Board of Directors Leadership Structure
The Board of Directors does not have a policy regarding the separation of the roles of Chief Executive Officer and Chairman of the Board of Directors, as the Board of Directors believes it is in the best interests of the Company to make that determination based on the then-current position and direction of the Company and membership of the Board of Directors. The Board of Directors believes having the Chief Executive Officer also fill the role of Chairman is more efficient and effective at this time than alternate structures given the extraordinary legal and regulatory challenges the Company continues to face.
Director Independence
The rules of Nasdaq, as well as those of the SEC, impose several requirements with respect to the independence of our directors. Our Board of Directors has evaluated the independence of its members based upon the rules of Nasdaq and the SEC. Applying these standards, our Board of Directors has affirmatively determined that, with the exception of Mr. O’Brien, Mr. Meltzer and Ms. Seligman, each of our current directors is an independent director, as defined under the applicable rules.
Since our initial public offering, we have qualified as a “controlled company” under the corporate governance rules for Nasdaq-listed companies because, prior to August 2020, more than 50% of our outstanding voting power was held by the same trustee utilized by Scott J. Seligman and Sandra Seligman for their respective family trusts. Due to a change in the trustee for certain of those trusts established by Ms. Seligman, effective as of August 19, 2020, we are no longer a controlled company under the Nasdaq rules, but we remain eligible to take advantage of the controlled company exceptions under such rules for one year following the loss of controlled company status. Accordingly, we are not currently required to have a majority of our Board of Directors be independent, nor are we currently required to have a compensation committee or an independent nominating function. However, Sandra Seligman and Seth Meltzer, who are not independent directors, ceased to serve on our Nominating Committee following the Company’s Board meeting in March 2021, when Ms. Daitch, Ms. Dedrick and Mr. Kim were appointed to the Nominating Committee, thereby ending the Company’s reliance upon the “controlled company” exceptions.
Family Relationships
Sandra Seligman is a Director of the Company and the Bank and is the sister of Scott J. Seligman, the Company’s founder. Her son, Seth Meltzer, is also a Director. In 2018, 2019 and 2020, Sandra Seligman did not receive compensation for her service to the Board of Directors or any other compensation from the Company.
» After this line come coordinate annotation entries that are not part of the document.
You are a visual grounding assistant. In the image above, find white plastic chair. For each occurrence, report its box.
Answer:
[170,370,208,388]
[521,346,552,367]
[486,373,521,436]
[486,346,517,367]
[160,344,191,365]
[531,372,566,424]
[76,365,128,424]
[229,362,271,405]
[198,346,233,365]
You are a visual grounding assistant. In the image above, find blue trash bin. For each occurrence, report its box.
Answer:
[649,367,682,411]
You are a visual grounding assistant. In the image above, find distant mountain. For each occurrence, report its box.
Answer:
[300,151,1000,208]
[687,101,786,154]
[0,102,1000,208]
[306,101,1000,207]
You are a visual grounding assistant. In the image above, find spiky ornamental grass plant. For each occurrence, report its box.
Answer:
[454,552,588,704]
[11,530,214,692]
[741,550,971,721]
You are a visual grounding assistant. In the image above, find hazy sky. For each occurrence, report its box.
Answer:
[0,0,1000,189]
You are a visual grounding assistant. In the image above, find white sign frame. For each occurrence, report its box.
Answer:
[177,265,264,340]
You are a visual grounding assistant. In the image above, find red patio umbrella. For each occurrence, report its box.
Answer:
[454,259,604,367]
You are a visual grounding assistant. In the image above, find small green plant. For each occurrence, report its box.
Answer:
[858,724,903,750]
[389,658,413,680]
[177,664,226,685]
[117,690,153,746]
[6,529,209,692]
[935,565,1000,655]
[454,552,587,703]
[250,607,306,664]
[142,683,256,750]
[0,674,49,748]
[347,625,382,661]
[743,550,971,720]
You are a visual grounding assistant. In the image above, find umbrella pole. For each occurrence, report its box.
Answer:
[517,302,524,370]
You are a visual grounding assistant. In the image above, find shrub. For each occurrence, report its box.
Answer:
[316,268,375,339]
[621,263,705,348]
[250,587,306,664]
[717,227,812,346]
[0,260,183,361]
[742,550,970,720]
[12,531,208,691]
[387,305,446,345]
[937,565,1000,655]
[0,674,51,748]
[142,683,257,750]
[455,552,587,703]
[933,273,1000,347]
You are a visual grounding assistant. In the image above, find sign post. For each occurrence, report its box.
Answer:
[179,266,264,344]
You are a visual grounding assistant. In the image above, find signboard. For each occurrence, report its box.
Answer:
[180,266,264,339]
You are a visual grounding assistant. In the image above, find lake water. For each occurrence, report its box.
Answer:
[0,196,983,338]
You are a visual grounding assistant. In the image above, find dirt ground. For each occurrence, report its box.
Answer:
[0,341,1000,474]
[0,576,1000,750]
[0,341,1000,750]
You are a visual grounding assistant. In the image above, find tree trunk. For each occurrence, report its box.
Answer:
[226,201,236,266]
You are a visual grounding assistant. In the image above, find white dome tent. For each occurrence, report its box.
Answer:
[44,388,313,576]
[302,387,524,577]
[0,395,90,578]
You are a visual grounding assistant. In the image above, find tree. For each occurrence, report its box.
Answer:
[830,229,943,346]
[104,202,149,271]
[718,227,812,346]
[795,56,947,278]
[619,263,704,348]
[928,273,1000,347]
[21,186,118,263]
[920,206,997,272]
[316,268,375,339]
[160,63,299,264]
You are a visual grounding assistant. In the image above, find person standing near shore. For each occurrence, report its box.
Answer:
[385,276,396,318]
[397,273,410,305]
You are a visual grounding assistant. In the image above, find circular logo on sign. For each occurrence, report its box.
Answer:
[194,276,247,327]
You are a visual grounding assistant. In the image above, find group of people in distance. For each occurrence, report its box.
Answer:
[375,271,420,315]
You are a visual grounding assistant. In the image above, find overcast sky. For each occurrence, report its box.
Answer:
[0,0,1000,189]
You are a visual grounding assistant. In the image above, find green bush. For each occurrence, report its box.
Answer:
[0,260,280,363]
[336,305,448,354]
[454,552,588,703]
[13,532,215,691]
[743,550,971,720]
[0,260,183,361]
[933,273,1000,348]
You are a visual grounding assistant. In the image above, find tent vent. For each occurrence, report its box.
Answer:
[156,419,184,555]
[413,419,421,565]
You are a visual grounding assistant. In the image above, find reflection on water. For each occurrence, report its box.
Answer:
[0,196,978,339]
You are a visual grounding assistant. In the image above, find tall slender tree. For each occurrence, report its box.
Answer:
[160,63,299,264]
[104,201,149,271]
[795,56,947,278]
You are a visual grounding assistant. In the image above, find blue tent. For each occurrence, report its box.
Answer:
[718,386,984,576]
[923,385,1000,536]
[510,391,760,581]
Seth Meltzer is a Director of the Company and the Bank and is the son of Sandra Seligman. Mr. Meltzer’s uncle, Scott J. Seligman, is the Company’s founder. In 2018, 2019 and 2020, Mr. Meltzer did not receive compensation for his service to the Board of Directors or any other compensation from the Company.
Communication with Directors; Attendance at Annual Meetings
The Board of Directors invites shareholders to send written communications to the Board of Directors or any director by mail, c/o General Counsel and Corporate Secretary, Sterling Bancorp, Inc., One Towne Square, Suite 1900, Southfield, Michigan 48076. All communications will be compiled by the Company’s General Counsel and Corporate Secretary and submitted to the Board of Directors or the individual director(s) on a regular basis unless such communications are considered, in the reasonable judgment of the General Counsel and Corporate Secretary, to be improper for submission to the intended recipient(s). Examples of shareholder communications that would be considered improper for submission include, without limitation, customer complaints, solicitations, communications that do not relate directly or indirectly to the Company’s business or communications that relate to improper or irrelevant topics.
All directors are expected to attend annual meetings of shareholders in person or via teleconference, except in cases of extraordinary circumstances. The Company anticipates that all directors will attend the Annual Meeting.
Code of Conduct
Our Board of Directors adopted a code of business conduct and ethics (the “Code of Conduct”) that applies to all of our directors, officers and employees, including our principal executive officer, principal financial officer and principal accounting officer and persons performing similar functions. The Code of Conduct is available on the Company’s website at investors.sterlingbank.com.